P1 picks a number in [a,b] 
P2 picks a number in [a+n,b+n]
My try to estimate the % of lose of P1:

*

*Always lose cases
P1 always lose is it picks a number between [a, a+n]
Always loose ratio: n/(b-a)


*Lose % for P1
When P1 pick a number x over a+n, the probability of lose are:
(b+n-x)/(b-a)
Each one has a probability of 1/(b-a)
formula would be:
SUM((b+n-x)/(b-a)², x=a+n..b+n)
But my interval are big with no real way to compute that sum.
Can this be appoximated by the using the average value of each interval ?
P1 average: a+(b-a)/2 = (b-a)/2
P2 average: a+n+(b-a)/2 = n + (b-a)/2
So probability P1 lose would be:
((n + (b-a)/2) - ((b-a)/2))/(b-a)
So: n/(b-a)+1/2
For the global:
n/(b-a)+(1-n/(b-a))*(n/(b-a)+1/2)
That's OK ? or ?
Many thanks for the review !
 A: Here is the simplest way to calculate this. There are three ways that $P_1$ can lose.

*

*As you noted, if $P_1$ chooses strictly less than $a+n$, then she automatically loses. The probability of this occurring is $\frac{n}{b-a+1}$, as there are $n$ numbers in $\{a,a+1,\dots,a+n-1\}$, and $b-a+1$ numbers in $\{a,a+1,\dots,b\}$.


*Similarly, if $P_2$ chooses a number which is strictly more than $b$, then $P_1$ will certainly lose. The probability of this is also $\frac{n}{b-a+1}$.


*The probability that neither of the previous situations happens is
$$
\left(1-\frac{n}{b-a+1}\right)^2
$$
Furthermore, conditional on neither of these events happening, both $P_1$ and $P_2$ are picking numbers from the same range, $\{a+n,a+n+1,\dots, b\}$. There are two things that can happen.

*

*If $P_1$ and $P_2$ pick the same number, then $P_1$ loses. This happens with probability $\frac1{b-a-n+1}$ (why?).

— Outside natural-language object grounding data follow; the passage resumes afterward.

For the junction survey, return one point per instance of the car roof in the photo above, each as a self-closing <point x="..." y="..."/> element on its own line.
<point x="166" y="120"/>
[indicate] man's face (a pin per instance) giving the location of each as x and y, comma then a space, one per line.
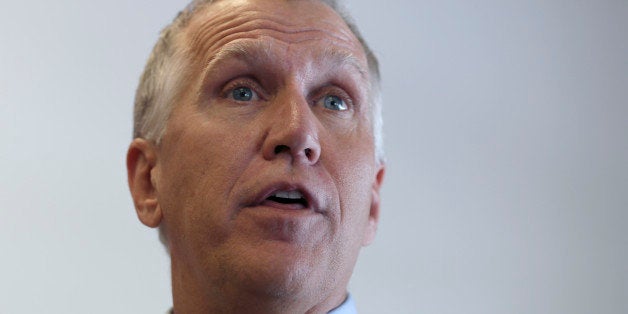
266, 176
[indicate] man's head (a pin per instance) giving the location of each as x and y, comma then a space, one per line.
256, 154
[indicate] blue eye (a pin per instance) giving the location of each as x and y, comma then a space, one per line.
242, 94
334, 103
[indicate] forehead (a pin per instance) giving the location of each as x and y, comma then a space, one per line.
287, 22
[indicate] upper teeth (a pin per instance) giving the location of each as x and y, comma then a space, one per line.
289, 194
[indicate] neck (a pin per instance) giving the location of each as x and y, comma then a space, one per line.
193, 295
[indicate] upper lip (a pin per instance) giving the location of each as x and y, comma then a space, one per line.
312, 202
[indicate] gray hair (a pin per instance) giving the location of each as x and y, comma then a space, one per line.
161, 83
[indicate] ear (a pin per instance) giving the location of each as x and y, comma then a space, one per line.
140, 163
371, 228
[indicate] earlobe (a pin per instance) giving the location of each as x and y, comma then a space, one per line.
371, 228
141, 160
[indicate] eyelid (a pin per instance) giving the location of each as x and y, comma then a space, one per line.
242, 82
332, 90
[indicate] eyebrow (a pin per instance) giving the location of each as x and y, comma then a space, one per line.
252, 52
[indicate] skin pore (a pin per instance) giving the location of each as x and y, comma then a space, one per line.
276, 102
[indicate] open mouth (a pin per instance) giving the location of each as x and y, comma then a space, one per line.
289, 198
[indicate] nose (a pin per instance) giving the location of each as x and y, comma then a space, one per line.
292, 131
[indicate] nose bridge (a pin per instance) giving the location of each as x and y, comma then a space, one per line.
292, 129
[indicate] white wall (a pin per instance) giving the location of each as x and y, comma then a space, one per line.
507, 140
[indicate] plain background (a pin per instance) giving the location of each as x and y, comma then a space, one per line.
506, 132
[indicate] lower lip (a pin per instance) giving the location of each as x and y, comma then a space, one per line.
281, 222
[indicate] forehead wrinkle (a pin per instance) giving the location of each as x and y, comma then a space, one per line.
215, 31
345, 58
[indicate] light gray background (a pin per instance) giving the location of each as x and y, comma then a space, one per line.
507, 139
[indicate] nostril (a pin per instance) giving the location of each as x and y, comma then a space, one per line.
281, 148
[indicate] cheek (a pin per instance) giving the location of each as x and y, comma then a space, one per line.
352, 168
202, 167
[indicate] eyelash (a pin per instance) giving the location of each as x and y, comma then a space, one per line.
330, 90
334, 91
248, 83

*Conditional on them picking different numbers, $P_1$ wins exactly half the time, by symmetry.
Putting this altogether,
$$
\mathbb P(P_1 \text{ wins})=
\underbrace{\left(1-\frac{n}{b-a+1}\right)^2}
_{\text{Probability that $P_1\ge a+n$ and $P_2\le b$.}}
\times 
\underbrace{\left(1-\frac{1}{b-a-n+1}\right)}_
\text{Conditional probability $P_1\neq P_2$}
\times 
\underbrace{\frac12}
_\text{Conditional probability $P_1>P_2$.}
$$